PRESS RELEASE (10/9/23): It has been nearly a century since the first documented suicide of a law enforcement officer in the United States. For decades we have ignored the issue, even turning a blind eye to the issues plaguing our first responders. More current practices have included bringing awareness to the stigma that surrounds mental health. However, research indicates mental health issues are not the main issue in law enforcement suicides.
Real meaningful change seems to allude us while we continue to the next prevention program, catchy slogans, clichés, and mantras, all of which do nothing to reduce mortality. Suicide prevention programs fail to address the severity and complexity of the issue in any meaningful manner. Millions of dollars are invested in these types of programs every year with little positive return on investment. Prevention programs operate in a post-vention paradigm after a death has occurred. Nothing can be done for that officer, that family, or that agency. We are losing the battle with the current paradigm. The status quo is literally killing us. We continue chasing good intentions that promote trendy redundancy over research while funding grants that provide no true life-saving benefits. The new trend is to blame the “job” as the responsible factor for officer suicide. Any personal responsibility and accountability have been removed from the officer and placed on the agency. This is not only unfair, but it is inaccurate and not supported by the research as a leading factor in death by suicide. Following this reasoning we could expect to see line-of-duty benefits actually paying out for officer suicide deaths.

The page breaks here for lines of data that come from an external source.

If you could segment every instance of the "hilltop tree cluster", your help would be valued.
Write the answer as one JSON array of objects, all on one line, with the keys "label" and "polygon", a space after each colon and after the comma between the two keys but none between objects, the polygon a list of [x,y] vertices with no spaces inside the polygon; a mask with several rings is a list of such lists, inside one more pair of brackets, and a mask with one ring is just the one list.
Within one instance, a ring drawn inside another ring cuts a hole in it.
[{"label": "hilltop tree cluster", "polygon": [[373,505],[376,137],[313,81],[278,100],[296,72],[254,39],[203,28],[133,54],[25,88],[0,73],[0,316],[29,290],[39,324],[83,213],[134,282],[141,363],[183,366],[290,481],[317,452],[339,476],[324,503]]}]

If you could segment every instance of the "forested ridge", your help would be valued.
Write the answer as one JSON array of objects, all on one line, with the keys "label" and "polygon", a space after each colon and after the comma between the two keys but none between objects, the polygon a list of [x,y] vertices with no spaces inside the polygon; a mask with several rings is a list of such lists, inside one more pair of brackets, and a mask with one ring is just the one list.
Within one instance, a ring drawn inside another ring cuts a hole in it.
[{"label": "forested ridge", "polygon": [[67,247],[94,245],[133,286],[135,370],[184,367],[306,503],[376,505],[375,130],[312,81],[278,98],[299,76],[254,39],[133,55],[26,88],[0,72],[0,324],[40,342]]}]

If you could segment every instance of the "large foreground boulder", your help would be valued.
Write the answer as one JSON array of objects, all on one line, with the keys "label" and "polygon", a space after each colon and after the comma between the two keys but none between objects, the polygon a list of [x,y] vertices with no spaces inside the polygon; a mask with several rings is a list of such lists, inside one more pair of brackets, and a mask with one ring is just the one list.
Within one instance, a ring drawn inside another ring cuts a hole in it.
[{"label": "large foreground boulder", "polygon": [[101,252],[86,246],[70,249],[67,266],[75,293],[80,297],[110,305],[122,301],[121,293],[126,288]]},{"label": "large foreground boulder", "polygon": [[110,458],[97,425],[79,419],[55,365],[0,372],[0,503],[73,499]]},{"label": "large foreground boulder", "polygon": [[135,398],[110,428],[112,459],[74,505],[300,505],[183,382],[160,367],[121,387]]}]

Suicide is an issue and a leading cause of death among first responders, but it is not an epidemic. The only research of its kind is being conducted by Dr. Olivia Johnson, Founder of the Blue Wall Institute looks at over 120 data points and some 700 cases of completed suicide, murder-suicide, and non-fatal attempts using autopsy, toxicology, police reports, social media accounts, interviews, etc., and developed a risk assessment protocol that identifies risk factors, red flags, and problematic behaviors known as The FATAL 10. This assessment protocol is used to “inoculate” officers against the known risk factors before major issues arise.
When looking at an issue that involves life and death, politics and popularity should never be part of the equation. We all want to reduce the loss of life but let us try a different paradigm this time. The question should not be ‘What do we have to lose because we already know the answer, but rather, what do we have to gain?’